Phylogenetic analyses
The phylogenetic tree was based on the alignment of 78 amino acid sequences of several CGTases, including the 48 characterized CGTases from GH13_2 recognized in the CAZy database, 19 three-domain ABC (CldA/ThmA)-like CGTases, and 11 putative CGTases (NCBI ID: SPM25085.1, WP_102522592.1, WP_077677735.1, WP_013906564.1, WP_048149607.1, WP_048164181.1, WP_071127407.1, WP_115251089.1, WP_078681113.1, WP_069649891.1, and WP_069657150.1) to improve the fit of some clades (Fig. 3). The sequences of 7 α-amylases from GH13 were used as an outgroup. Three starch-acting enzymes from GH13_2 (NCBI ID: AAA22229.1, AID53183.1, and CAJ81031.1) were excluded from the analysis since they are not CGTases. Two phylogenetic trees were built using the full amino acid sequence (Fig. 3) or solely the amino acid sequence of the minimal functional core ABC (Fig.
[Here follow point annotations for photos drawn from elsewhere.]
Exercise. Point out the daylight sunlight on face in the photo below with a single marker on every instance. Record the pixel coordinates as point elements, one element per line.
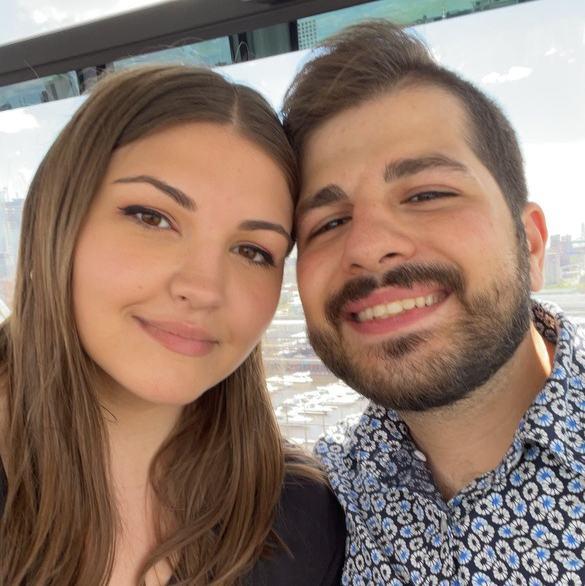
<point>178,267</point>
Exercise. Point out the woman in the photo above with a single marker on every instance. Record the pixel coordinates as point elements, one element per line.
<point>137,436</point>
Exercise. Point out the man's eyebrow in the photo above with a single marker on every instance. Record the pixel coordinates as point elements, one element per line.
<point>264,225</point>
<point>406,167</point>
<point>325,196</point>
<point>176,194</point>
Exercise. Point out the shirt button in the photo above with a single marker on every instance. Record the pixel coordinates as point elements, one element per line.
<point>444,525</point>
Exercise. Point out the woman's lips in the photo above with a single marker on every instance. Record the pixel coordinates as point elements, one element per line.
<point>179,337</point>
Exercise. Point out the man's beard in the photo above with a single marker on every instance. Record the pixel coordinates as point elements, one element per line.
<point>402,373</point>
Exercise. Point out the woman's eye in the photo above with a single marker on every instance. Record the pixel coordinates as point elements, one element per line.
<point>255,255</point>
<point>429,196</point>
<point>148,217</point>
<point>330,225</point>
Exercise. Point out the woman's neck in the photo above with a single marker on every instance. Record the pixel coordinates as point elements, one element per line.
<point>136,430</point>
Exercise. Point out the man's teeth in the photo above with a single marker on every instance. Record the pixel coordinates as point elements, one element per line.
<point>396,307</point>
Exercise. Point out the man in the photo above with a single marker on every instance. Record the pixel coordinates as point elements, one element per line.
<point>417,252</point>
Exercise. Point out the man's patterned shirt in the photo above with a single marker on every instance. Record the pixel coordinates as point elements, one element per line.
<point>520,524</point>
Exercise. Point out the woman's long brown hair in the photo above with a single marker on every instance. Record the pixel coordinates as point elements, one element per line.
<point>218,477</point>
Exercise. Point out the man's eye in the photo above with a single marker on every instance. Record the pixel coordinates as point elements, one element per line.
<point>330,225</point>
<point>255,255</point>
<point>429,196</point>
<point>148,217</point>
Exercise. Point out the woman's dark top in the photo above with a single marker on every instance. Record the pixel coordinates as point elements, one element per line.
<point>310,522</point>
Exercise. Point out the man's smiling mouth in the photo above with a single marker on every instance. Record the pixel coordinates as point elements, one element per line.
<point>397,307</point>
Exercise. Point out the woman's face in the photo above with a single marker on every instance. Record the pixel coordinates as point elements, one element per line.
<point>178,266</point>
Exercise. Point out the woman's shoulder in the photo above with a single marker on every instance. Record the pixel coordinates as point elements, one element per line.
<point>310,523</point>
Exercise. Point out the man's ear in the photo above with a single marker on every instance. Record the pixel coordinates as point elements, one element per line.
<point>536,237</point>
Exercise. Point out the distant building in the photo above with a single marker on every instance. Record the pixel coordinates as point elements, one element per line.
<point>565,260</point>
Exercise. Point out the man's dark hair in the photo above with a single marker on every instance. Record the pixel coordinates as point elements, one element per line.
<point>370,59</point>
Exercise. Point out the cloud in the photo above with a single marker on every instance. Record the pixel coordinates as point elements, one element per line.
<point>13,121</point>
<point>514,74</point>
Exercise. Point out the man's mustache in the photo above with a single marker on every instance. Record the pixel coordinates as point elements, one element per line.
<point>407,276</point>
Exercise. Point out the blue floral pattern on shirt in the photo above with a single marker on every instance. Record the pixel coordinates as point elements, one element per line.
<point>520,524</point>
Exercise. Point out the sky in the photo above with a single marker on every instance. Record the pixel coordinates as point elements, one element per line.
<point>21,19</point>
<point>530,58</point>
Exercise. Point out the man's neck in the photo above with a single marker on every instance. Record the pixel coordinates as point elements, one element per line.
<point>466,440</point>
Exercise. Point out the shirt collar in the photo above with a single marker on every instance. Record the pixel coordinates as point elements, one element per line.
<point>555,420</point>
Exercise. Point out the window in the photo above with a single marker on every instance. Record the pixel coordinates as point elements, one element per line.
<point>530,57</point>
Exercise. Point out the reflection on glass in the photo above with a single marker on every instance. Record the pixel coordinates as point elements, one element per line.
<point>313,29</point>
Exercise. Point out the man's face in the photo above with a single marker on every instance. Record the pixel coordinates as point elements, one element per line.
<point>414,281</point>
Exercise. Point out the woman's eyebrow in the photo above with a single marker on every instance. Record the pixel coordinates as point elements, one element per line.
<point>176,194</point>
<point>264,225</point>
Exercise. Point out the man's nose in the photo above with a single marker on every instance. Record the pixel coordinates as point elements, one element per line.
<point>376,240</point>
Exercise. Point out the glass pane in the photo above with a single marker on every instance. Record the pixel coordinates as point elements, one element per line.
<point>21,19</point>
<point>210,53</point>
<point>39,91</point>
<point>314,29</point>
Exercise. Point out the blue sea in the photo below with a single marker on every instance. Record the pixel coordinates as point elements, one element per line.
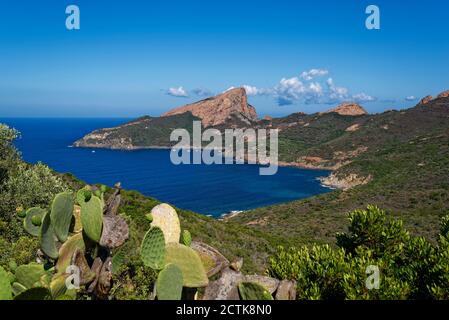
<point>207,189</point>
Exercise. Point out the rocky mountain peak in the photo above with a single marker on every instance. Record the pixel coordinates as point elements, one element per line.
<point>444,94</point>
<point>349,109</point>
<point>216,110</point>
<point>426,100</point>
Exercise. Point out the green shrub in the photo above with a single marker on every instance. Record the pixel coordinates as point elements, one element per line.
<point>408,267</point>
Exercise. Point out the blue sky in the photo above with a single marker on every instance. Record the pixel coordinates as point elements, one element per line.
<point>131,57</point>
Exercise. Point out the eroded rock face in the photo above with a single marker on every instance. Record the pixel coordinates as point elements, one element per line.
<point>214,111</point>
<point>426,100</point>
<point>115,232</point>
<point>349,109</point>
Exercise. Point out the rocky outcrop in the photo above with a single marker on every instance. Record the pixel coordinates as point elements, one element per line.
<point>426,100</point>
<point>216,110</point>
<point>444,94</point>
<point>346,182</point>
<point>349,109</point>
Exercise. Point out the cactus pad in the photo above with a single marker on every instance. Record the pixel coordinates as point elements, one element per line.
<point>186,238</point>
<point>18,288</point>
<point>61,214</point>
<point>92,218</point>
<point>166,218</point>
<point>67,250</point>
<point>193,272</point>
<point>152,251</point>
<point>5,285</point>
<point>169,283</point>
<point>83,195</point>
<point>28,223</point>
<point>76,225</point>
<point>253,291</point>
<point>47,238</point>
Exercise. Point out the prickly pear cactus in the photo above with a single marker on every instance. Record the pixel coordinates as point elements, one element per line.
<point>76,225</point>
<point>193,272</point>
<point>61,214</point>
<point>47,238</point>
<point>21,213</point>
<point>169,283</point>
<point>5,285</point>
<point>67,250</point>
<point>152,251</point>
<point>253,291</point>
<point>166,218</point>
<point>83,195</point>
<point>92,218</point>
<point>30,275</point>
<point>117,261</point>
<point>28,221</point>
<point>186,238</point>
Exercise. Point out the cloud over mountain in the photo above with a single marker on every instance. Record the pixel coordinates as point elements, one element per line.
<point>314,86</point>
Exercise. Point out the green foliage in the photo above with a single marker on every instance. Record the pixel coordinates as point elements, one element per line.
<point>31,275</point>
<point>47,238</point>
<point>169,283</point>
<point>28,224</point>
<point>188,260</point>
<point>5,285</point>
<point>61,214</point>
<point>409,267</point>
<point>253,291</point>
<point>372,230</point>
<point>152,251</point>
<point>92,218</point>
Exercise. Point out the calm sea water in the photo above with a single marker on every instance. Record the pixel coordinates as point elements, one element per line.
<point>207,189</point>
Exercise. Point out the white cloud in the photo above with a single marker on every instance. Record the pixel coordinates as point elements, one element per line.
<point>306,88</point>
<point>202,92</point>
<point>313,73</point>
<point>363,97</point>
<point>177,92</point>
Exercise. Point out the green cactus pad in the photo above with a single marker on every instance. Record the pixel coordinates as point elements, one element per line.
<point>47,238</point>
<point>58,286</point>
<point>61,214</point>
<point>30,274</point>
<point>76,225</point>
<point>169,283</point>
<point>36,220</point>
<point>166,218</point>
<point>5,285</point>
<point>186,238</point>
<point>18,288</point>
<point>67,250</point>
<point>253,291</point>
<point>34,294</point>
<point>92,218</point>
<point>83,195</point>
<point>28,223</point>
<point>193,272</point>
<point>152,250</point>
<point>21,213</point>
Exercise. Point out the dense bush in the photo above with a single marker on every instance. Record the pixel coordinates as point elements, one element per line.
<point>409,267</point>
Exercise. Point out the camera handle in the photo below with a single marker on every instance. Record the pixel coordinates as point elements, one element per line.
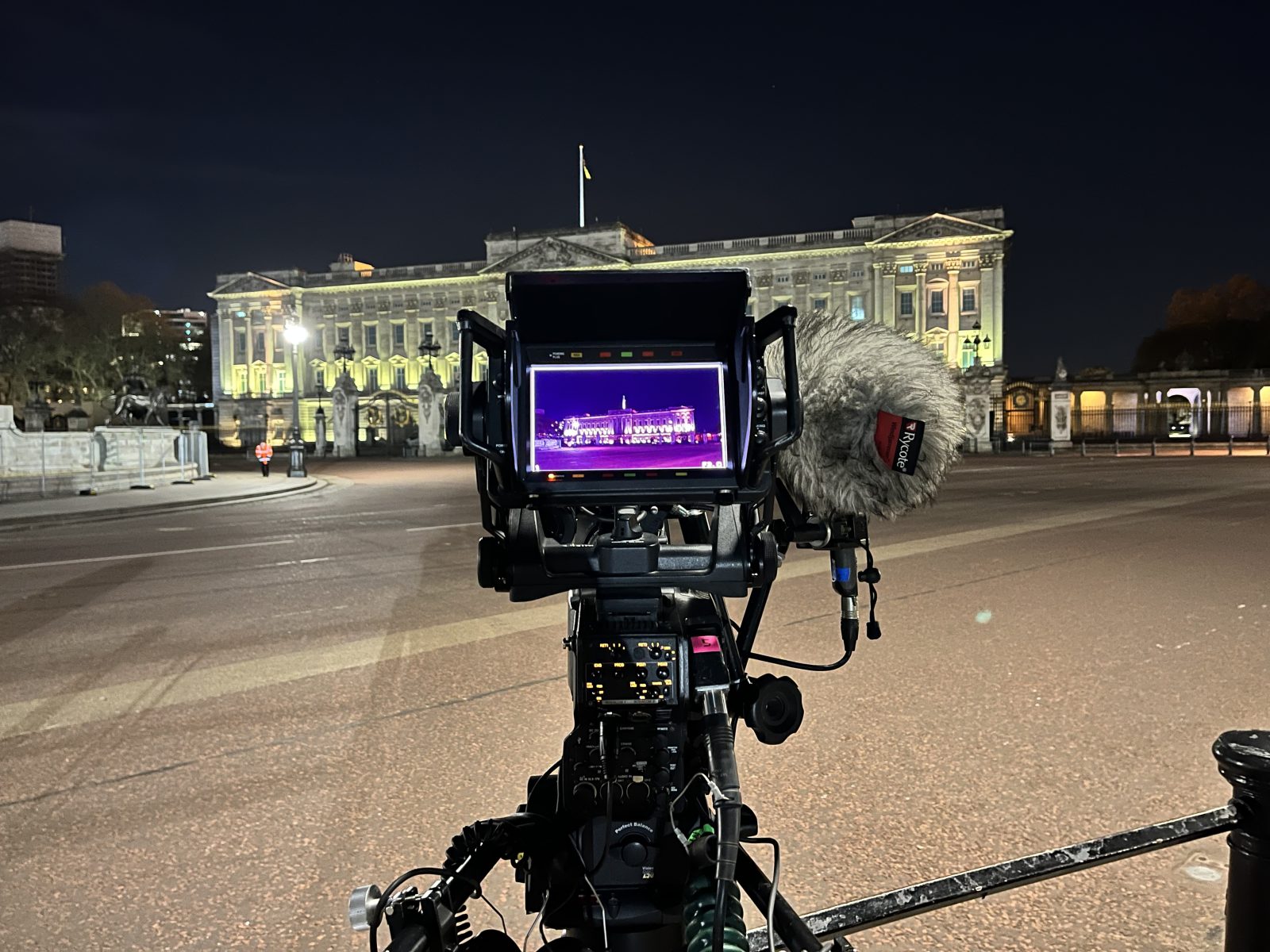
<point>492,338</point>
<point>779,325</point>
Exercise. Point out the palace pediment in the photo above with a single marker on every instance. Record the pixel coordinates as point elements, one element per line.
<point>249,283</point>
<point>552,253</point>
<point>937,226</point>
S6) for all 85 sequences mentioned above. The alignment of all amino acid sequences was conducted with the ClustalW algorithm using default parameters. The evolutionary relationship of CGTases was inferred with the maximum likelihood method111, setting the best-fit model of amino acid substitution (WAG + G)112. The bootstrap method (1000 replicates) was applied to assess the confidence in the phylogenetic analysis. All the implemented algorithms are included in the Molecular Evolutionary Genetics Analysis (MEGA 6.06) package112. The consensus tree was visualized and edited in Interactive Tree Of Life iTOL v4 (http://itol.embl.de)113.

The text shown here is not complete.